「善,寡人這次就依你,不過以後還是多食那麼一點。」楚王對夫人之事再無知,也知道婦人生孩子幾乎是用命來生,一個差錯下去就可能沒命。
楚王自然不會拿陳妤的命開玩笑。聽到陳妤這麼說,心下有些猶豫之餘,還是答應了陳妤。
回到宮室之後,陳妤和楚王一起看了會歌舞,因為有陳妤在,楚王看的那些舞蹈可以說純潔的不能夠再純潔了,舞女們包的嚴嚴實實除了腦袋露在外面之外,實在是看不到半點狐媚的影子。

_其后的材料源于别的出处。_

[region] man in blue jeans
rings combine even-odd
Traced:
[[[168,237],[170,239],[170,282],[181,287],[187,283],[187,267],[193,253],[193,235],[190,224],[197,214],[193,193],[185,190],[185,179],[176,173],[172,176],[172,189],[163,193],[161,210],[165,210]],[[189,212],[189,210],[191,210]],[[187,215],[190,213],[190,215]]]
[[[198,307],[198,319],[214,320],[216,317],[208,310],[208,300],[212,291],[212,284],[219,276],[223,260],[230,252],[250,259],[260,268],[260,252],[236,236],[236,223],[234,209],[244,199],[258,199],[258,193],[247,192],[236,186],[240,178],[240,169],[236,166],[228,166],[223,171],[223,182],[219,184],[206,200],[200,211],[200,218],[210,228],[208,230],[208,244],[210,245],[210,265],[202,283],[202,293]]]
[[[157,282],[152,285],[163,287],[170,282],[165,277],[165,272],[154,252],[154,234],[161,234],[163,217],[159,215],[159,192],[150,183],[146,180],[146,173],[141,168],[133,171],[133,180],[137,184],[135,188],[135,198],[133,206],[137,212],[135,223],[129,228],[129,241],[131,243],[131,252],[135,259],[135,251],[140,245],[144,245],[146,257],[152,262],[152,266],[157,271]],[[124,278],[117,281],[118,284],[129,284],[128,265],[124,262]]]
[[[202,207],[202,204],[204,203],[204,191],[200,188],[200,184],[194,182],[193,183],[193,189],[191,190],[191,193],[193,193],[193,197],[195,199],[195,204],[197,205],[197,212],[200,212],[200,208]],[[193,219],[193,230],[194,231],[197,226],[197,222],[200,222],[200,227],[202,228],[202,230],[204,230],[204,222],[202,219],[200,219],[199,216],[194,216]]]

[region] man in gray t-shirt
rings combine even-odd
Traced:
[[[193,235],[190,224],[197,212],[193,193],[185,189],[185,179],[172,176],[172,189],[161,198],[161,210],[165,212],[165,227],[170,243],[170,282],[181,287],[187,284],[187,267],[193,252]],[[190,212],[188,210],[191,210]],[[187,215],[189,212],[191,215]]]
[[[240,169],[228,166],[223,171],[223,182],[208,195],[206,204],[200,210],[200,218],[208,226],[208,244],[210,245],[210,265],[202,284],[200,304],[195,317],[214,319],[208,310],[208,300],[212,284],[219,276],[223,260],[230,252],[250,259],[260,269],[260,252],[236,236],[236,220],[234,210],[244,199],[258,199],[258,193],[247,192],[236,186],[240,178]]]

楚王看著中規中矩的舞蹈,沒有多少興趣,舞女們也不敢當著夫人的面,做出什麼拋媚眼勾引楚王的事來。
一場舞完,楚王便揮手讓舞女們退下。
「不盡興?」陳妤瞧見楚王一副興致缺缺的樣子,出聲問道。
貴族晚間的娛樂,除了喝酒就是看這些歌舞,或者是召來優伶表演。她知道男人喜歡看香艷一點的舞,不過可惜,她不會給他看的,她還喜歡看年輕男人的那一身腱子肉呢,可惜楚王也只准自己看他一個人。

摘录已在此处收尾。